Numerous immunosuppressors have been used in the treatment of inflammatory bowel disease (IBD). These include azathioprine/6-mercaptopurine (Aza/6-MP), methotrexate, cyclosporine, tacrolimus, and newer compounds such as anti-tumor necrosis factor-α (TNF), anti-CD4 monoclonal antibiodies, and interleukin 10 and 11. These compounds have been used mostly in steroid-resistant, chronic, active IBD. However, none of them appears to provide a cure for the disease. Among the many listed drugs, Aza/6-MP and methotrexate are the only ones used for long-term treatment of IBD. For other drugs, not enough data exist regarding long-term use except for some recent but limited experience with anti-TNF. Controlled trials and meta-analysis have confirmed the benefit of Aza/6-MP in Crohn disease (1). Methotrexate is considered a second-line immunosuppressant for failure or toxicity from Aza/6-MP and is reported to have a 40% success rate compared with a 20% response rate for placebo (2). The general recommendation is continued treatment for 3 to 4 years to prevent relapse from early discontinuation of the drug with monitoring for side effects that can be severe, although uncommon (3). Low-dose cyclosporine was found to be ineffective in Crohn disease. Infliximab (anti-TNF) has been shown in double-blind controlled trials to be effective in Crohn disease. This is the first drug to show an effect in controlled trials on fistulas associated with Crohn disease. However, long-term side effects of this drug need to be evaluated, and further experience is necessary (4).

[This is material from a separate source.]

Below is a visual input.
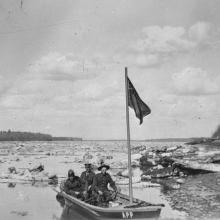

Joseph J. Nidiry, MD, FACC
Diplomate American Board of Internal Medicine and GastroenterologyWashington, DC, USA


1. Pearson DC, May GR, Fick GH, Sutherland LR. Azathioprine and 6-mercaptopurine in Crohn disease. A meta-analysis. Ann Intern Med. 1995;123:132-42.

2. Feagan BG, Rochon J, Fedorak RN, Irvine EJ, et al., for the North American Crohn's Study Group Investigators. Methotrexate for the treatment of Crohn's disease. N Engl J Med. 1995;332:292-7.

3. Modigliani R. Immunosuppressors for inflammatory bowel disease: how long is long enough? Inflamm Bowel Dis. 2000;6:251-7.

4. Rutgeerts P, D'Haens G, Targan S, et al. Efficacy and safety of retreatment with anti-tumor necrosis factor antibody (infliximab) to maintain remission in Crohn's disease. Gastroenterology. 1999;117:761-9.